There is a caveat in that a change in weather pattern on the island would render useless statistical patterns that had prevailed in the past. If there were a subsidy to coconut growers on the island, the island soothsayer's supply and demand model would correctly predict that the average quantities would rise and average prices would fall. So the soothsayer's model is useful after all, but only during such times when the regime changes. During normal times, ad hoc statistical forecasting methods – methods devoid of any structural economic content but which have substantial predictive power – work reasonably well in making market predictions.

With the increasing reliance on such a “big data approach,” critics warned of the dangers of “backtest overfitting,” in which random correlations are interpreted wrongly as strong relationships, and of placing big bets on “spurious” relationships that are non-existent in the real world. Such criticisms can be easily understood through the lens of the coconut market example above. “Pseudo-mathematics,” according to David Bailey, a research fellow at the University of California, Davis, “is a large part of the reason why so many algorithmic and systematic hedge funds do not live up to the elevated expectations generated by their managers.” Of course, not all firms are alike. At firms that are setup to work like laboratories, scientifically rigorous methodologies are applied. And one could easily tell from results.

  Look Ma! No Hands!

Look Ma! No Hands!

A more interesting approach to consider, we think, might be to constrain the universe of possible relationships based on a priori domain knowledge so as to allow an automated feedback loop to be introduced into the process workflow. For example, in the domain of currency trading, we might consider a universe of macroeconomic relationships amongst exchange rates, interest rates, capital flow, economic growth, inflation, unemployment, savings, and investment. Correlations and/or causal chains can be traced among these concepts based on our structural understanding of macroeconomics, augmented with published data and statistics. The corresponding strength of relationships can then be objectively measured and their significance ranked for automated decision-making by various currency trading models in the system.

We feel that trading strategies that are based on a deeper understanding of the logical cause-and-effect economic relationships that drive markets just seem a more prudent approach. Within such a constrained yet knowledge-rich universe, we can confidently let the machines perform independent experiments. I.e., machines can come up with macroeconomics-driven hypotheses based on recognized data patterns, test them with powerful computers, interpret findings without human guidance, and learn to make improved hypotheses in the next iteration. In other words, machines drive the entire process of running scientific experiments on multiple sources of real-time market data, with human oversight but no human intervention. As a key benefit, continuous improvements to the trading models can be made in real time based on performance results even as real-world events unfold.

Looking ahead, we believe the re-invention of invention in computational finance can be realized by expanding the epistemic base of financial technology so it can deliver improved quantitative tools for integrated study of a wide range of financial trading models embedded into a common macroeconomic simulation framework, which would in turn contribute to our deeper understanding of computational finance within the context of quantitative macroeconomics.

The problem with QE is that it works in practice, but it doesn’t work in theory.
— Ben Bernanke (2014)

References:

  1. Hope, Bradley (2014, April 1).

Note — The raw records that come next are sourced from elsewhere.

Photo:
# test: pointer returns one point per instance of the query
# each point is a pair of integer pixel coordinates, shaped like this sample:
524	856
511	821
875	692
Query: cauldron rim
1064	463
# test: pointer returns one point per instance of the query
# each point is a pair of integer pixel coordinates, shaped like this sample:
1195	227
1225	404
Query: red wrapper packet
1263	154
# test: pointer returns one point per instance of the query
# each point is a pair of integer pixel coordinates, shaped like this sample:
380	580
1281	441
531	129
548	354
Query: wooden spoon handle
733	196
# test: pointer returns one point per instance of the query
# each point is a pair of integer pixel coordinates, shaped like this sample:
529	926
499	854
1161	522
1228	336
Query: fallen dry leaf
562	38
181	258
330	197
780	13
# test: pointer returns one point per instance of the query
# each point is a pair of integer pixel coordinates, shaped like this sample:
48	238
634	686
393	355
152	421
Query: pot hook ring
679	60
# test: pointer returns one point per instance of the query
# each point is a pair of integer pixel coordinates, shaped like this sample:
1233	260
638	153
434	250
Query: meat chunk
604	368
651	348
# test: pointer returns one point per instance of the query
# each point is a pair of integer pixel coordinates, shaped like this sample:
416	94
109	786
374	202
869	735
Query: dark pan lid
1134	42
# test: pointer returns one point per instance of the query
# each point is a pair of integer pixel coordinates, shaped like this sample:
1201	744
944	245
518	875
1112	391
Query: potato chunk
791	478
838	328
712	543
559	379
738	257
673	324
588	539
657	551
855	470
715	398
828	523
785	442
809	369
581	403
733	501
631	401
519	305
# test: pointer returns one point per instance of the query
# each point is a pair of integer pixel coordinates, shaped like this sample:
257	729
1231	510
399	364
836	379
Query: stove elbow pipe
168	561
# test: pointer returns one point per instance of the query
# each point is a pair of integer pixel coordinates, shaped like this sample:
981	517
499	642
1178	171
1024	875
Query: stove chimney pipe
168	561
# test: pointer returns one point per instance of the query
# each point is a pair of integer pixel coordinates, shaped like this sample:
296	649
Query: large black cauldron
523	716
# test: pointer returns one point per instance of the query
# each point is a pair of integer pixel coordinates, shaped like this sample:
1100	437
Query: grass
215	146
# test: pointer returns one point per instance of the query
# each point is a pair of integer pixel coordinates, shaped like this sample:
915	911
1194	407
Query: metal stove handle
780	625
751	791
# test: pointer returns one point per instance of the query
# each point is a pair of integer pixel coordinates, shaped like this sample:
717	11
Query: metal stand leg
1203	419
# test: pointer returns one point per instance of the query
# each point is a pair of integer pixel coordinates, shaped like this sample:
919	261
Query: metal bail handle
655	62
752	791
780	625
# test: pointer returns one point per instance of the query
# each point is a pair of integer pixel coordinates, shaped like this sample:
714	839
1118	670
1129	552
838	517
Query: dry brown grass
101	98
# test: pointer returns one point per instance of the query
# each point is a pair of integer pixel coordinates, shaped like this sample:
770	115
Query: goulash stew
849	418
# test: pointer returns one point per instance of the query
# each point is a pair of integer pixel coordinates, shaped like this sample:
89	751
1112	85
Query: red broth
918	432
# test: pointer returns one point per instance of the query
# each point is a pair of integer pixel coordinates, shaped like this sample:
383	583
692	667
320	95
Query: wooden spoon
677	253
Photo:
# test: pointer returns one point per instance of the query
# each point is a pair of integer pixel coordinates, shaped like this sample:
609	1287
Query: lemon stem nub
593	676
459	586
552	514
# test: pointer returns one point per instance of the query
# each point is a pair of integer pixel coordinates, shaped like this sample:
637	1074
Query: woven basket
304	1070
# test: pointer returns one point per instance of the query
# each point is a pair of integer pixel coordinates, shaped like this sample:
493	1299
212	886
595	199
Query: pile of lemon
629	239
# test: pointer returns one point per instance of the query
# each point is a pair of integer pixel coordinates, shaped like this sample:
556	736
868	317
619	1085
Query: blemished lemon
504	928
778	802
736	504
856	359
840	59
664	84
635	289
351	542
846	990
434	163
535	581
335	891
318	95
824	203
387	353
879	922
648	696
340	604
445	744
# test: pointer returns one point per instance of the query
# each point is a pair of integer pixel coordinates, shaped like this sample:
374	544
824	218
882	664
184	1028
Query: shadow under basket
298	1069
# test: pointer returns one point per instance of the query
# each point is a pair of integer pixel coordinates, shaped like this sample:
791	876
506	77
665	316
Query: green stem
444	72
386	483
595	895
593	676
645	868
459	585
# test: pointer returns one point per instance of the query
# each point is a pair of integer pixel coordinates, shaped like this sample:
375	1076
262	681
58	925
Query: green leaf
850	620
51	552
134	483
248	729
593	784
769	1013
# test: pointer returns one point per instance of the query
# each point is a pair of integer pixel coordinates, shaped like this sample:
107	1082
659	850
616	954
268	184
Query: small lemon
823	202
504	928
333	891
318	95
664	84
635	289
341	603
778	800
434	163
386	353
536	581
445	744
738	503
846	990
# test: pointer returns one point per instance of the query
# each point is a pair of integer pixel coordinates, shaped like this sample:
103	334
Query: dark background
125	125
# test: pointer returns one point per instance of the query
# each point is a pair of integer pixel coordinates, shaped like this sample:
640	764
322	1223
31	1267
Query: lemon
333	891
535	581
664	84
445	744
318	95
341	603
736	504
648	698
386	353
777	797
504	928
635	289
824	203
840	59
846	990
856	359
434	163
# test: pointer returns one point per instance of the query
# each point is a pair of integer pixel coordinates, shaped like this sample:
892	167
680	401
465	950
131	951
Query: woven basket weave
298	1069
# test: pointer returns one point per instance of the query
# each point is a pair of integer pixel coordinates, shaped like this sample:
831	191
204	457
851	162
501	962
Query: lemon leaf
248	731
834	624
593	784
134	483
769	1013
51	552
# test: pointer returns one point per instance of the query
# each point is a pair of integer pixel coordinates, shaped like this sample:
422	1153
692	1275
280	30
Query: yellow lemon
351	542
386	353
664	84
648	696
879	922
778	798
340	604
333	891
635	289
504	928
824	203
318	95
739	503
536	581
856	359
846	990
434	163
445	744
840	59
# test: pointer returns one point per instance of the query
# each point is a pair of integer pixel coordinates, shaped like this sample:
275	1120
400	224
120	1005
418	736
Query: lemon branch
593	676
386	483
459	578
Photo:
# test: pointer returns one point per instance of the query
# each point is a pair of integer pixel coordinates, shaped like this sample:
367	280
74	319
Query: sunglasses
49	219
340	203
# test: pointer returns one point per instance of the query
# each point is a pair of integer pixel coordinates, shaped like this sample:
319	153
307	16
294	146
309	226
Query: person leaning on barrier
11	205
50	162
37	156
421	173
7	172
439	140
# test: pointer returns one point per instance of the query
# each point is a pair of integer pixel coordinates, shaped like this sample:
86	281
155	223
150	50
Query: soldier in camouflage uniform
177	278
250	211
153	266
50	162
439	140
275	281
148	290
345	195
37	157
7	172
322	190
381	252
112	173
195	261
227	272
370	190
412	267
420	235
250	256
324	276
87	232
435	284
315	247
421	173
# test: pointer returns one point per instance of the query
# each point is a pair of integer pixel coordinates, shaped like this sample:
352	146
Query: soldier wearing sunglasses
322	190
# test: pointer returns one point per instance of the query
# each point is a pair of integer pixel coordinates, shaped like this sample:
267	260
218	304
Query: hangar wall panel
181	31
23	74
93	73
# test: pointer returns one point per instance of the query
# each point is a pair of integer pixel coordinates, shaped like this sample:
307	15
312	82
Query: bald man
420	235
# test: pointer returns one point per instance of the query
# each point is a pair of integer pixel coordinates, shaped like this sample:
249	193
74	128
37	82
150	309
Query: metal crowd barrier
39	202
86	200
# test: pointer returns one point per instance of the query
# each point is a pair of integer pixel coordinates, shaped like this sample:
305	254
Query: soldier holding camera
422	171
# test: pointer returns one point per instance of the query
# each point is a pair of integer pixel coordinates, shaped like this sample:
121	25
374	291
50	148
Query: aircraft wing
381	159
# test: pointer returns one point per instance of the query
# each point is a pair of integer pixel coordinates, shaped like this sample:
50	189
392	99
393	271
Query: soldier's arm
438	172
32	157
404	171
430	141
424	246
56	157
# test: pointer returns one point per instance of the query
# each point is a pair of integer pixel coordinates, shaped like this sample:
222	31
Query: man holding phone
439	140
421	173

How Computers Trawl a Sea of Data for Stock Picks. Wall Street Journal. Retrieved from: http://www.wsj.com/articles/how-computers-trawl-a-sea-of-data-for-stock-picks-1427941801
  2. Strasburg, Jenny (2012, May 21). Computer Trading Takes Human Turn. Wall Street Journal. Retrieved from: http://www.wsj.com/articles/SB10001424052702304791704577418363843211828
  3. Schrage, Michael (2014). The Innovator’s Hypothesis: How Cheap Experiments are Worth More than Good Ideas. MIT Press.
  4. Ellenberg, Jordan (2014). How Not to Be Wrong: The Power of Mathematical Thinking. Penguin Press.